第38話

文字数 1,094文字

(38) 髭を舐めるように…
 懐中電灯の灯りだけが深海魚のように浮かんでいる。巡査は線路を越えて、月明かりの無い真っ暗な闇の中を細い灯りと共に移動している。惣二は体中を脈打つ鼓動に耐えながら迷っている。巡査は惣二の米を隠して持ち去った。こっそり追いかけてその結果どうするか、全く思い浮かばない。見つかった時の巡査の剣幕ばかりが恐ろしいが、癪にさわる、その先を知りたい。
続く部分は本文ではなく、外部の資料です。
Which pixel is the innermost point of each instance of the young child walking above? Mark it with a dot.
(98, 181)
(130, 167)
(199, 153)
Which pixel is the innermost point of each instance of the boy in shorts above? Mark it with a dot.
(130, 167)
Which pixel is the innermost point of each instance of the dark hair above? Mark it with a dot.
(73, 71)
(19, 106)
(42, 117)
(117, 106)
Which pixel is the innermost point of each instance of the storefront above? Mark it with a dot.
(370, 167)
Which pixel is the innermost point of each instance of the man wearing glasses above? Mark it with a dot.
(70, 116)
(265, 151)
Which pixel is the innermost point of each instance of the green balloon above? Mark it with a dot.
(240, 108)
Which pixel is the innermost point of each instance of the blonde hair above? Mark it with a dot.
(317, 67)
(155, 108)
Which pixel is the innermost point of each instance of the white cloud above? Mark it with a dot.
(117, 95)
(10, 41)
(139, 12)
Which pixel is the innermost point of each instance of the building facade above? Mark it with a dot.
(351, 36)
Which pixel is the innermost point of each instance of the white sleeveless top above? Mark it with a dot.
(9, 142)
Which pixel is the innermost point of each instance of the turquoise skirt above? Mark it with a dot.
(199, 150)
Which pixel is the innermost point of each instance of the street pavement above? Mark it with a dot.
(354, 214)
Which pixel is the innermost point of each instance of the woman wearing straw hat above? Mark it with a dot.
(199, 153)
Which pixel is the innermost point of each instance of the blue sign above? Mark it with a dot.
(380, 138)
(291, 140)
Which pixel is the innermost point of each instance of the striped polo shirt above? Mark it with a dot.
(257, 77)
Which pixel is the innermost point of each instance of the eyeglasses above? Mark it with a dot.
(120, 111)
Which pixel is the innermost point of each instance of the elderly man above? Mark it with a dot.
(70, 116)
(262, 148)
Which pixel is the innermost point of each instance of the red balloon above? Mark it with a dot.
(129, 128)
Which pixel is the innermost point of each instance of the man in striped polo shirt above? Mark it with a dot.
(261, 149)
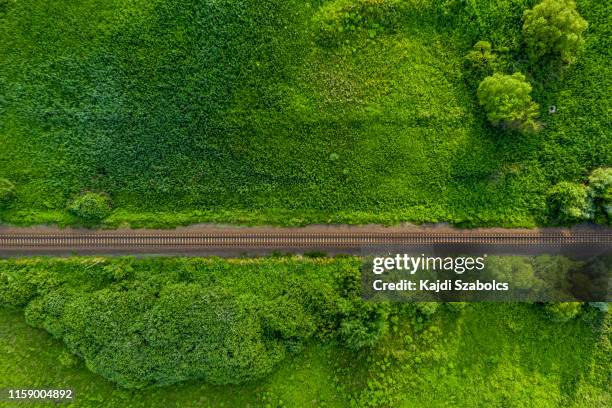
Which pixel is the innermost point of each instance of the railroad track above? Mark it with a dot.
(287, 238)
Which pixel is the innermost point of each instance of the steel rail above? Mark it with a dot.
(295, 239)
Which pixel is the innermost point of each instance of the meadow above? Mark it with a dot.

そうして身体が動いていた。立ち上がってもう線路を越えた。遠く懐中電灯の灯りをじっと見る。米の行く方を追うだけの、嫌な夢の中に自分がいる。

 光の消えた暗闇で、土を(こす)る自分の足音だけがそっと耳に届く。わずかに土の匂いがして、しんしんと湧き上がる冷気に耐え、硬い地面にそっと歩みを乗せる。懐中電灯の灯りは遠い。巡査の足音も聴こえない。このままなら気づかれないだろうけれど、灯りを消され巡査が闇の中に消えたらそれで終わりだ。やみくもに探し回って巡査に遭遇するのは恐い。どうやら冬の田んぼの中の畦道を真っ直ぐ歩いているようだ。まだずっと一本道で他所の家の気配が全く無い。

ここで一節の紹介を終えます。